The most productive stance toward current agentic AI is: bounded autonomy with human oversight. Design agents to handle well-defined subtasks reliably, build in checkpoints where humans can review and correct before proceeding to consequential actions, and build recovery mechanisms for the inevitable failures. Agents deployed with this philosophy outperform both fully manual workflows (because the agent handles the tedious steps) and fully autonomous agents (because humans catch the agent's mistakes before they compound). The goal is not to remove humans from the loop — it is to put humans in the right parts of the loop.

Why this matters now

The reason to care about agentic AI right now — not in five years, not when the technology is more mature — is that the transition from single-turn to agentic operation is happening in production systems across every industry. Organizations that understand the paradigm now are building the competencies to deploy agents safely and effectively. Those that wait will find the conceptual gap harder to close as systems grow more complex and the competitive landscape shifts.
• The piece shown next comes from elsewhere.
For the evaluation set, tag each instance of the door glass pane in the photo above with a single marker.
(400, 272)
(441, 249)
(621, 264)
The rest of this course builds the technical foundation for working with agents seriously: the perception-reasoning-action loop, tool use, memory systems, multi-agent architectures, planning and task decomposition, retrieval-augmented generation, safety and reliability, major frameworks, and the trajectory of the field. By the end, you will have the conceptual vocabulary and technical understanding to build, evaluate, and deploy agentic systems in production — and to make informed decisions about when agents are the right tool and when they are not.